Gentlemen, start your boxer shorts

“Clean underwear on demand”. That’s the pitch for FlyCleaners, a New York-based laundry and dry-cleaning start-up, currently prowling the streets of Brooklyn with more locations coming soon. Powered by a smartphone app, you simply click, and a few minutes later a “FlyGuy” materialises in a blue FlyCleaners truck and whisks away your unmentionables. Washing costs 99c a pound, shirts are $1.99 each to wash and press. Less than 24 hours later, you click again, and like magic, your clean clothes arrive minutes later at your door. If, like most people, you hate doing your laundry, what’s not to like about this service?

The idea was described by one of the founders, Seth Berkowitz, as “an Uber for dry-cleaning and laundry”, paying homage to the San Francisco-based transportation company that connects passengers to drivers (recently valued at US$18.2 billion). Unfortunately, even though FlyCleaners has attracted US$2 million in funding, the Uber analogy is not unique.

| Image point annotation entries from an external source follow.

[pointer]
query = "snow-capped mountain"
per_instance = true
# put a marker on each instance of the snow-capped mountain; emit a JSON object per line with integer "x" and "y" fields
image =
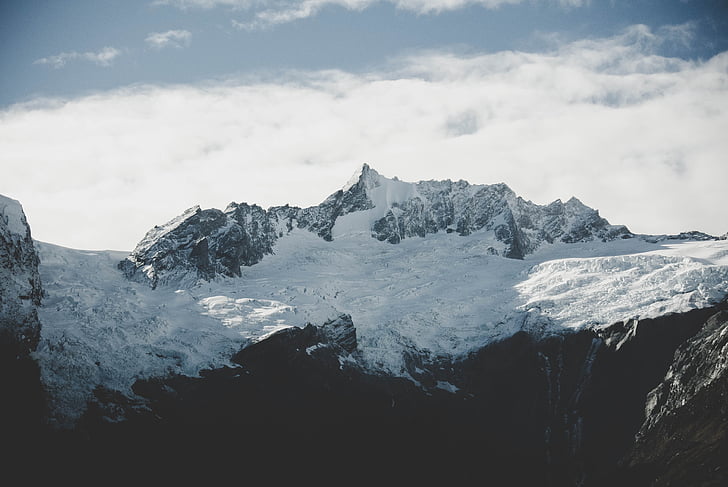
{"x": 206, "y": 243}
{"x": 19, "y": 281}
{"x": 442, "y": 301}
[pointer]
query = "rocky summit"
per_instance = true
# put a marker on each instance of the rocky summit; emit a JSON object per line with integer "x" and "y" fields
{"x": 202, "y": 244}
{"x": 423, "y": 332}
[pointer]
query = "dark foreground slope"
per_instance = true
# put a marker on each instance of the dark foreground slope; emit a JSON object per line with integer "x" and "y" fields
{"x": 550, "y": 411}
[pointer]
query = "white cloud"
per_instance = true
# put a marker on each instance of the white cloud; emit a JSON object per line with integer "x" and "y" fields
{"x": 272, "y": 12}
{"x": 170, "y": 38}
{"x": 105, "y": 57}
{"x": 639, "y": 136}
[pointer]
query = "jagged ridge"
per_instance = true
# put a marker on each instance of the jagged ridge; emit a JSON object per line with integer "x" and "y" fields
{"x": 201, "y": 244}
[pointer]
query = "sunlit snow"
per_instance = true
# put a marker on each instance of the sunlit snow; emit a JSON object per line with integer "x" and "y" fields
{"x": 444, "y": 294}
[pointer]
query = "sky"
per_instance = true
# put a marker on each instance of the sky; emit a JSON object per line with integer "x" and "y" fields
{"x": 117, "y": 115}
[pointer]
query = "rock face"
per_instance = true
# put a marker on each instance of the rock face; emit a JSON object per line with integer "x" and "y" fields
{"x": 20, "y": 288}
{"x": 202, "y": 244}
{"x": 549, "y": 411}
{"x": 22, "y": 404}
{"x": 684, "y": 439}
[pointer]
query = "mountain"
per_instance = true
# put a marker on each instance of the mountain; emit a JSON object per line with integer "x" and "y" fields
{"x": 20, "y": 328}
{"x": 430, "y": 331}
{"x": 201, "y": 244}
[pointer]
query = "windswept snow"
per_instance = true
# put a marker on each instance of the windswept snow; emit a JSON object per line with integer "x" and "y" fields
{"x": 444, "y": 294}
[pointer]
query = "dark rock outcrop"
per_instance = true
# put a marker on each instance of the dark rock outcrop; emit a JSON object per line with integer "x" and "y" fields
{"x": 551, "y": 411}
{"x": 22, "y": 404}
{"x": 684, "y": 439}
{"x": 202, "y": 244}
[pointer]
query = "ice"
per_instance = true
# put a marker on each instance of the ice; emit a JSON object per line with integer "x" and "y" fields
{"x": 444, "y": 294}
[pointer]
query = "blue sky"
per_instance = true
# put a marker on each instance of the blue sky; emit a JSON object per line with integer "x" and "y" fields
{"x": 121, "y": 114}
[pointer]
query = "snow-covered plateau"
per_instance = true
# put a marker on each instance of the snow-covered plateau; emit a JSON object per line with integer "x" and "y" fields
{"x": 437, "y": 269}
{"x": 444, "y": 294}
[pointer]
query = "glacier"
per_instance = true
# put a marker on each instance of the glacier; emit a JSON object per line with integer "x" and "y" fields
{"x": 438, "y": 268}
{"x": 444, "y": 295}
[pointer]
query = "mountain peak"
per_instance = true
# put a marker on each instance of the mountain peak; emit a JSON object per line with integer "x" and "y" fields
{"x": 201, "y": 244}
{"x": 365, "y": 178}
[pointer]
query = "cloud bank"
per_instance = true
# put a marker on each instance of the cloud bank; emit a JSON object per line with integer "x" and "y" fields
{"x": 170, "y": 38}
{"x": 639, "y": 136}
{"x": 271, "y": 12}
{"x": 105, "y": 57}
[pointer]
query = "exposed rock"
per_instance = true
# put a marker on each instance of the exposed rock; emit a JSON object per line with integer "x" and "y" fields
{"x": 22, "y": 403}
{"x": 684, "y": 438}
{"x": 203, "y": 244}
{"x": 20, "y": 287}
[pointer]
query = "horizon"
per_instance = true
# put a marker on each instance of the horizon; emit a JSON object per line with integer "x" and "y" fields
{"x": 118, "y": 117}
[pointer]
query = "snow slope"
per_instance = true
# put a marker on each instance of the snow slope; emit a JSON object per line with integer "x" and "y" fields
{"x": 444, "y": 295}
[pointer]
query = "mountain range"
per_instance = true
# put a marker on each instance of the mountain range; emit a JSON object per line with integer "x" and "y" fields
{"x": 423, "y": 331}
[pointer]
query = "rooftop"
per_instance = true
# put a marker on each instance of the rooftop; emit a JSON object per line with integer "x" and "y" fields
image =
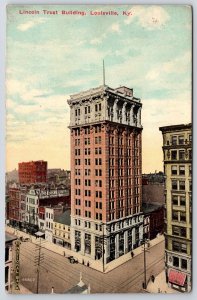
{"x": 122, "y": 91}
{"x": 77, "y": 289}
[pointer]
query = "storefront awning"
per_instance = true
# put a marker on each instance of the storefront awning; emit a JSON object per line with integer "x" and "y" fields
{"x": 177, "y": 277}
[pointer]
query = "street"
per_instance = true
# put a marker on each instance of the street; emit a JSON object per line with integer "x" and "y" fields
{"x": 56, "y": 271}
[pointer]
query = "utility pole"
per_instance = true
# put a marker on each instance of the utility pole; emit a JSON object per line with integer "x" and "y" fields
{"x": 103, "y": 72}
{"x": 103, "y": 242}
{"x": 38, "y": 259}
{"x": 144, "y": 264}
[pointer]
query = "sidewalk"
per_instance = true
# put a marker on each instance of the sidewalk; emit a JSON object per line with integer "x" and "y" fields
{"x": 160, "y": 285}
{"x": 95, "y": 264}
{"x": 23, "y": 290}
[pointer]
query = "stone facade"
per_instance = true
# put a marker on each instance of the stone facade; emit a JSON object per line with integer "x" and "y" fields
{"x": 177, "y": 151}
{"x": 106, "y": 172}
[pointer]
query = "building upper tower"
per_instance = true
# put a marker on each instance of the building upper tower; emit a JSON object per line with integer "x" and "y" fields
{"x": 105, "y": 104}
{"x": 106, "y": 128}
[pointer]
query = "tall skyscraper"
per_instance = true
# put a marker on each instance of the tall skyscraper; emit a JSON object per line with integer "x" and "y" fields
{"x": 106, "y": 172}
{"x": 177, "y": 151}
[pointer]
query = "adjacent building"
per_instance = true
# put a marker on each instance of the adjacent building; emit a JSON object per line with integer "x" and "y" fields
{"x": 61, "y": 229}
{"x": 32, "y": 172}
{"x": 153, "y": 220}
{"x": 177, "y": 153}
{"x": 50, "y": 213}
{"x": 14, "y": 205}
{"x": 106, "y": 172}
{"x": 9, "y": 264}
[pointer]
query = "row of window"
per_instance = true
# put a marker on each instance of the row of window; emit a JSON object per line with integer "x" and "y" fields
{"x": 179, "y": 140}
{"x": 179, "y": 200}
{"x": 88, "y": 203}
{"x": 180, "y": 154}
{"x": 179, "y": 216}
{"x": 179, "y": 247}
{"x": 179, "y": 263}
{"x": 179, "y": 231}
{"x": 88, "y": 225}
{"x": 180, "y": 170}
{"x": 97, "y": 129}
{"x": 88, "y": 214}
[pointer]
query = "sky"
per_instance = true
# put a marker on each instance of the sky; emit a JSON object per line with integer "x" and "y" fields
{"x": 52, "y": 56}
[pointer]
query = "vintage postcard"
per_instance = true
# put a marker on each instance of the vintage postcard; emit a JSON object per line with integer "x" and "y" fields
{"x": 98, "y": 149}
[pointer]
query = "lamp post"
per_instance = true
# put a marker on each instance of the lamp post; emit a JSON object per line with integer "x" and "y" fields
{"x": 103, "y": 247}
{"x": 144, "y": 242}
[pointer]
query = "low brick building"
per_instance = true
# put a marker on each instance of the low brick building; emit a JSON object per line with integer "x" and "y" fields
{"x": 61, "y": 229}
{"x": 32, "y": 172}
{"x": 155, "y": 214}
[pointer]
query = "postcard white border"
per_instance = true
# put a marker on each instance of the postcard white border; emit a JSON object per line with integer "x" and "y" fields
{"x": 3, "y": 4}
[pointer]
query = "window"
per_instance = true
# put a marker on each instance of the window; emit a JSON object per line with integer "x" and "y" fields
{"x": 190, "y": 154}
{"x": 174, "y": 170}
{"x": 181, "y": 185}
{"x": 87, "y": 214}
{"x": 190, "y": 170}
{"x": 99, "y": 205}
{"x": 174, "y": 184}
{"x": 190, "y": 186}
{"x": 175, "y": 215}
{"x": 87, "y": 203}
{"x": 182, "y": 201}
{"x": 174, "y": 199}
{"x": 176, "y": 246}
{"x": 184, "y": 264}
{"x": 174, "y": 140}
{"x": 175, "y": 261}
{"x": 181, "y": 154}
{"x": 181, "y": 140}
{"x": 182, "y": 216}
{"x": 181, "y": 170}
{"x": 98, "y": 216}
{"x": 179, "y": 231}
{"x": 174, "y": 155}
{"x": 175, "y": 230}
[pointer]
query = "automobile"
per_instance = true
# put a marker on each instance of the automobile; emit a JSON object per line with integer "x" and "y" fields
{"x": 24, "y": 239}
{"x": 72, "y": 260}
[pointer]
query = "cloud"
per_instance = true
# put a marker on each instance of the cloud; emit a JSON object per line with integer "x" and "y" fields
{"x": 179, "y": 65}
{"x": 115, "y": 27}
{"x": 26, "y": 26}
{"x": 149, "y": 17}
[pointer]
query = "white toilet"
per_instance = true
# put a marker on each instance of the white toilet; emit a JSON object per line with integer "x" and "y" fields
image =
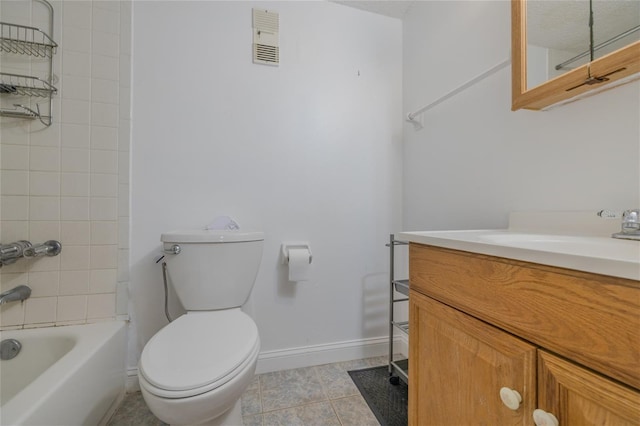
{"x": 195, "y": 369}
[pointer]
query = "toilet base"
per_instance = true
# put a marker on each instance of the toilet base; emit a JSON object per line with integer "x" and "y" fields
{"x": 233, "y": 417}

Washio – servicing San Francisco, LA and Washington – was also created to be “the Uber of Laundry” (as reported in the terrific New York magazine article – “Let’s, Like, Demolish Laundry”). Another West-Coast service called Rinse also claims to be “the Uber for dry cleaning and laundry”. And there are more – like Dryv in Chicago, Brinkmat in NYC (now running under delivery.com) and Prim, the last of which, like so many freshly-pressed shirts, has just folded.

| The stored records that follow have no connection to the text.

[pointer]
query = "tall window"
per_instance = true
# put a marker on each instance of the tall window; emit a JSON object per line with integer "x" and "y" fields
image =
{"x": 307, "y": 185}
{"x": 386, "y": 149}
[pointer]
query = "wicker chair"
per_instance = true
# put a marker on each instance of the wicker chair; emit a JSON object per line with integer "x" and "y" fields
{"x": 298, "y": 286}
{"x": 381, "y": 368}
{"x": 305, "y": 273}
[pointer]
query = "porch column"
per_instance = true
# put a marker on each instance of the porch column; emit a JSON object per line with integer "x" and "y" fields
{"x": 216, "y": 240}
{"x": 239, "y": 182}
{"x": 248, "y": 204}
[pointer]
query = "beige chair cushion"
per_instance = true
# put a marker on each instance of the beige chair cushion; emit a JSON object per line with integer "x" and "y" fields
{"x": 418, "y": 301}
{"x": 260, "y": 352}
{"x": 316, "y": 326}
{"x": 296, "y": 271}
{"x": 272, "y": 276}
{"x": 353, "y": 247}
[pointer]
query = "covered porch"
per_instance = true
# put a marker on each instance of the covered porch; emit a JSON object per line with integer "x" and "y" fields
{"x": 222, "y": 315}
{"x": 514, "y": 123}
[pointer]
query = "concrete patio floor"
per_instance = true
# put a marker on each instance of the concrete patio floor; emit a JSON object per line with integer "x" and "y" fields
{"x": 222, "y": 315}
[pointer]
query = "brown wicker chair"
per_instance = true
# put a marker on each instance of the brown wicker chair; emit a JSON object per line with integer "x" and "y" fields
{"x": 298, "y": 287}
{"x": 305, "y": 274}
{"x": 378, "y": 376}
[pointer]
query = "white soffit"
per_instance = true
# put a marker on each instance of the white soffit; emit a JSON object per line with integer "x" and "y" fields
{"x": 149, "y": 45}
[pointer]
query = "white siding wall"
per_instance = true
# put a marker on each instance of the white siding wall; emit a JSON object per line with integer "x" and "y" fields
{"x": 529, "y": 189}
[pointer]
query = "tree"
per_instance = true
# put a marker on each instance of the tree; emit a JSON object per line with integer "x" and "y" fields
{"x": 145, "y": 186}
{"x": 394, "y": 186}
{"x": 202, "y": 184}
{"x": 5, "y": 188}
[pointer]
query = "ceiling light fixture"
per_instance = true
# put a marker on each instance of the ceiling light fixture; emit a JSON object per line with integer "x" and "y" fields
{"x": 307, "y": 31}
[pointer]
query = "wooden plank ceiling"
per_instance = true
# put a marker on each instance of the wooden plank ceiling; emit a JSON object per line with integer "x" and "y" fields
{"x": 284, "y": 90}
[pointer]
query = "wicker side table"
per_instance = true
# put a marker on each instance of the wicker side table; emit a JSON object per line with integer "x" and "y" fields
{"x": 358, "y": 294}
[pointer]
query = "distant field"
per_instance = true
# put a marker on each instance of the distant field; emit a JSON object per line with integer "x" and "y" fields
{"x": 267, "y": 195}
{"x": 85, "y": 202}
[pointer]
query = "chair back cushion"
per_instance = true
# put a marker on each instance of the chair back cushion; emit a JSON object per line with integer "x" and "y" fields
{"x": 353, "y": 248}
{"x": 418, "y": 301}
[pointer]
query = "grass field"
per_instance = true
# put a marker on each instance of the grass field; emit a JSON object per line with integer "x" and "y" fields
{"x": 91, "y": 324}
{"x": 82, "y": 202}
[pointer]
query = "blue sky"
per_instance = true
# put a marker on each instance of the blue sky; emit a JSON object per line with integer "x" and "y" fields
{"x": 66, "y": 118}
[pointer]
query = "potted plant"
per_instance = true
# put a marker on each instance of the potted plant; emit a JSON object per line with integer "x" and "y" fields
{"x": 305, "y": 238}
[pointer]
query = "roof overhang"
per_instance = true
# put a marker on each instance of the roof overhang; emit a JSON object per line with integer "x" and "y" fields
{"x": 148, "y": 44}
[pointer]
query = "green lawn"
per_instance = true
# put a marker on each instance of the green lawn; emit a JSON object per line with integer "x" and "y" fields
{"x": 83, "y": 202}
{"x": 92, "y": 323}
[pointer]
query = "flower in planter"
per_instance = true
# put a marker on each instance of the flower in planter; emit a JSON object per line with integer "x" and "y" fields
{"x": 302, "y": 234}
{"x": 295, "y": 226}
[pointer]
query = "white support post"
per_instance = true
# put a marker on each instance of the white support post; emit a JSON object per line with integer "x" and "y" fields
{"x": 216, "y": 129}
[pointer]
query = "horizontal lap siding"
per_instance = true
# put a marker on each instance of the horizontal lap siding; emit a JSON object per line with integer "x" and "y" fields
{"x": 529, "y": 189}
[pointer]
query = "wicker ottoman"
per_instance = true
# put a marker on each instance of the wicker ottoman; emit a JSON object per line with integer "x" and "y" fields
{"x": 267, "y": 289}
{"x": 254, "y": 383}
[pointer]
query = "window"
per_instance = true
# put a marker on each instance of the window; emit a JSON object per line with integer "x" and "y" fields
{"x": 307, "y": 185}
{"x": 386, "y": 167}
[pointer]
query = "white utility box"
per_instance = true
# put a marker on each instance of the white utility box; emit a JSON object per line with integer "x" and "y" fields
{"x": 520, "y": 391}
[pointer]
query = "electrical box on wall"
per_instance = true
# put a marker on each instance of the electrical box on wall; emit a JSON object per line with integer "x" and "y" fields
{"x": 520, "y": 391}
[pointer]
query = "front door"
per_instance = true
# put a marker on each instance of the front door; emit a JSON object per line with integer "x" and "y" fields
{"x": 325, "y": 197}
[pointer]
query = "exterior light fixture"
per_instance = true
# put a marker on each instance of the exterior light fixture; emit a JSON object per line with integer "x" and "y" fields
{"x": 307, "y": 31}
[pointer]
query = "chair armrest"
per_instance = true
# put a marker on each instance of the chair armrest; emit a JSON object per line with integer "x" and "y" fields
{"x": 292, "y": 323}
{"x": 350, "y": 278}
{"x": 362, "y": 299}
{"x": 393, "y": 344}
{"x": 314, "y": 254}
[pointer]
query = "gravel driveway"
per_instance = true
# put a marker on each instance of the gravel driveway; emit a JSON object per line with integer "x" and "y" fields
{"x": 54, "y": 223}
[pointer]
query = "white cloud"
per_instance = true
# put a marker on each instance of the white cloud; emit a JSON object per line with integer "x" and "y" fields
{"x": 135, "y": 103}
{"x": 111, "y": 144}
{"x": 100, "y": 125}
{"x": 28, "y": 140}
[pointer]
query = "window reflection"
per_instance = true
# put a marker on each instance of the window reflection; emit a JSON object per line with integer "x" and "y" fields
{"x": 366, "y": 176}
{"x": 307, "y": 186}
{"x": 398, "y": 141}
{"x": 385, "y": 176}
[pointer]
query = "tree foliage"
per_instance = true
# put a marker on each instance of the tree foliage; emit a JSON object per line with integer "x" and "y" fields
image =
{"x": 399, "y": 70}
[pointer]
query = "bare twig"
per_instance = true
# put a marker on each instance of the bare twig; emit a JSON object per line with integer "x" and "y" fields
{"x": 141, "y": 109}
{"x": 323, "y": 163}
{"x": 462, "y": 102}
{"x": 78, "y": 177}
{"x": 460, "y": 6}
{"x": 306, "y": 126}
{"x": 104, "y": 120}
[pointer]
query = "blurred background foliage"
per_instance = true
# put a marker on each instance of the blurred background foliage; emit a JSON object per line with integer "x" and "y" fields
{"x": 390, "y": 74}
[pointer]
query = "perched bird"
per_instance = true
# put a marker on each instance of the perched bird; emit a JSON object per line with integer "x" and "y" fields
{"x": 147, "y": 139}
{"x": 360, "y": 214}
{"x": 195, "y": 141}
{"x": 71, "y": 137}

Each has set out to “disrupt” (or perhaps “agitate”?) the laundry and dry-cleaning industry. And each has reached for a contemporary benchmark, in the same way as so many on-line start-ups want to be “the Warby Parker of whatever”, in tribute to the on-line spectacle retailer.

In the digital world, ideas travel around the planet at the speed of light. What’s unique one day is aped on the other side of the world the next. (I remember being charmed by “The Meatball Shop” in Brooklyn, only to learn that a similar concept popped up shortly after in Melbourne, Australia.) So it’s not enough just to be first. You also have to be fastest, with better logistics, smoother service, great graphic design, a cool interface, and more funding, so you can roll-out more quickly.

For now, it looks like the on-demand laundry front-runners are Washio (with their so-called “ninja” drivers, and complimentary cookies), and FlyCleaners, whose drivers carry tablets that serve up alternate traffic routes. But it’s laundry bags at fifty paces, and each company is fiercely determined to come out at the top of the pile.

FlyCleaners’ customers certainly seem happy. “The is the best thing to ever happen to me,” says Alicia on Fly’s website. “1. Download app. 2. App says we are 8 minutes away from your house. 3. Man arrives and takes laundry. 4. I shed a single tear of joy for now having proof that God still loves us.”

While that perhaps an over-statement, on-demand laundry is another fascinating demonstration of how far retail has careered towards the service economy, and how much that little black box in the palm of our hands has changed everything. Stand by for the “Uber of whatever’s next”.